President Donald Trump gets a lot of letters at the White House. I have little doubt that many of them are less than friendly missives. After all, Trump may well be the most polarizing president in American history.

However, recently he decided to respond to one letter from a seven-year-old girl who had been traumatized after a close friend was killed in a school shooting. “Please,” she pleaded, “keep kids safe from guns.”

It’s a sentiment I’m sure most of us can understand.

The little girl, Ava Olsen, was impressed. For a time, at least.

Initially, for the girl, nothing was more fascinating than Trump’s massive, jagged signature, scrawled in black marker at the bottom of the page.

“Is that real?” she asked her mom. It was.

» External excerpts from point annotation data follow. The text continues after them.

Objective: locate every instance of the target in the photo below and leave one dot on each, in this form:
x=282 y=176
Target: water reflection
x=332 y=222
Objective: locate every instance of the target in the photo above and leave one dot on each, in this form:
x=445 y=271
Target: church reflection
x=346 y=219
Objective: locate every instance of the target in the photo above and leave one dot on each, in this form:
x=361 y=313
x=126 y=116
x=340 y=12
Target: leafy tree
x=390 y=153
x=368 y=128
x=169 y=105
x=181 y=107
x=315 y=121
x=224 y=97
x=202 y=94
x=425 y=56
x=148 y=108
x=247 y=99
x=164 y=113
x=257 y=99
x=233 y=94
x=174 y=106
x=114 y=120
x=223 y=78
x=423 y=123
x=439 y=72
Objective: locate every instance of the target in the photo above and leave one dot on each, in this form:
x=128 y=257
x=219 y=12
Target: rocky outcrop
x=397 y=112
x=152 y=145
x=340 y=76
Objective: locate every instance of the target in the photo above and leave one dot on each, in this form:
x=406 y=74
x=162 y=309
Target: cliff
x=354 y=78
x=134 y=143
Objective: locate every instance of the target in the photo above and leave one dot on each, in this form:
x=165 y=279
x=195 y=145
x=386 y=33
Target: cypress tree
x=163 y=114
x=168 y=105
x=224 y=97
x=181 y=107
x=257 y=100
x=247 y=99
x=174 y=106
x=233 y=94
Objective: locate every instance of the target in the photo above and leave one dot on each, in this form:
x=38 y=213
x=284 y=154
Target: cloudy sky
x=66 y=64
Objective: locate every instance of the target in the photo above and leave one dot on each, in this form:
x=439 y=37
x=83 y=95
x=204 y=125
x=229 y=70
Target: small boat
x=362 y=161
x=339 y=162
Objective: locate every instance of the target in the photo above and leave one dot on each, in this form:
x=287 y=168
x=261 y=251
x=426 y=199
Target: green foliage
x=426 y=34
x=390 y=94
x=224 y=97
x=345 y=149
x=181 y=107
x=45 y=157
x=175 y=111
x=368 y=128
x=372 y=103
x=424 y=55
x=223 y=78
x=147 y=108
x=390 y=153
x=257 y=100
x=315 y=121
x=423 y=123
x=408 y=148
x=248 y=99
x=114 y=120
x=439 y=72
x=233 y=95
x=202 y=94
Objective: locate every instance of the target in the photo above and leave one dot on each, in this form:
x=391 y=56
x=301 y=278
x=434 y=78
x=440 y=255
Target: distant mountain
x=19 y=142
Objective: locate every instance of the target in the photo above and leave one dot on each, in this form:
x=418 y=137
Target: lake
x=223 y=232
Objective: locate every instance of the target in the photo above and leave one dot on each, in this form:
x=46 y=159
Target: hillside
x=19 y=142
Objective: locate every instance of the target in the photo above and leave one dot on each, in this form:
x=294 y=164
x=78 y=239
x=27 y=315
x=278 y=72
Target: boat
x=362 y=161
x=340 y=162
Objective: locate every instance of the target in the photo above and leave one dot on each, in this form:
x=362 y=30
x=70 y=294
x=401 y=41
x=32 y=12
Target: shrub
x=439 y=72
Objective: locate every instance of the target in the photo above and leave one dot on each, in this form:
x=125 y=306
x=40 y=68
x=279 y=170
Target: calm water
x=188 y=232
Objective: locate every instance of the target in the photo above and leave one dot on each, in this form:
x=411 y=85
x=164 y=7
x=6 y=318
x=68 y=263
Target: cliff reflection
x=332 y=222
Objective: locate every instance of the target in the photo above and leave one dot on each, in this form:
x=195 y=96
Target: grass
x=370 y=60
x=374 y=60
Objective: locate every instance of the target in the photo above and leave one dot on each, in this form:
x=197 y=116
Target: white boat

“Schools are places where children learn and grow with their friends. Their halls should be free of fear,” the letter read. “It is my goal as President to make sure that children in America grow up in safe environments, giving them the best opportunity to realize their full potential. I will continue to focus on protecting Americans and improving the safety of our Nation.

“Mrs. Trump and I hold you close in our hearts,” it continued. “We hope you always remember that no matter what may happen, there are so many people in your life who love you, support you, and want to see you fulfill all your dreams.”

The note made her feel better, at least for a few days, before she started to think more about it.

“He didn’t say how he could keep kids safe,” Ava told her mom. So on Jan. 8, she sat down to write another letter.

Ava thanked him for the response and the promised prayers.

“I sometimes still think about that day in my head thinking it will happen again,” she wrote. “If you have the time, I have some ideas to help keep kids and schools safe. Sometimes people who live through a school shooting have better ideas.”

Ava told him what they were: Move schools to safer places, give children a place they can run to if something bad happens, build schools in circles and put the playgrounds in the middle.

I’m going to be honest; the seven-year-old girl has more practical suggestions for combatting school shootings than Shannon Watts and Michael Bloomberg, that’s for sure.

While her suggestions are expensive, they’re far better than sheltering in place and making it easier for shooters to find targets, and by placing playgrounds inside a courtyard surrounded by the school, people can’t just wander onto the premises and start shooting. About the only one that I can’t see potentially being workable is moving schools, but you have to be impressed with the kid’s thinking.

Further, none of them involve taking away rights from people who have done nothing wrong, either.

Ava is right, though. President Trump didn’t say how he could keep kids safe. It’s unfortunate, but the reason he didn’t is that he’s not sure how. No one is. Ava’s suggestions are great, but they’re not guaranteed to keep them safe by any means. They’re merely obstacles that a maniac would have to overcome.

President Trump–or more accurately, whoever from his staff wrote the note–probably also neglected to say how he would do such a thing for the simple reason of it being a complex issue, probably too complex to include in a brief note to a seven-year-old girl.

Still, it would be awesome for young Ava if she got another note from the president.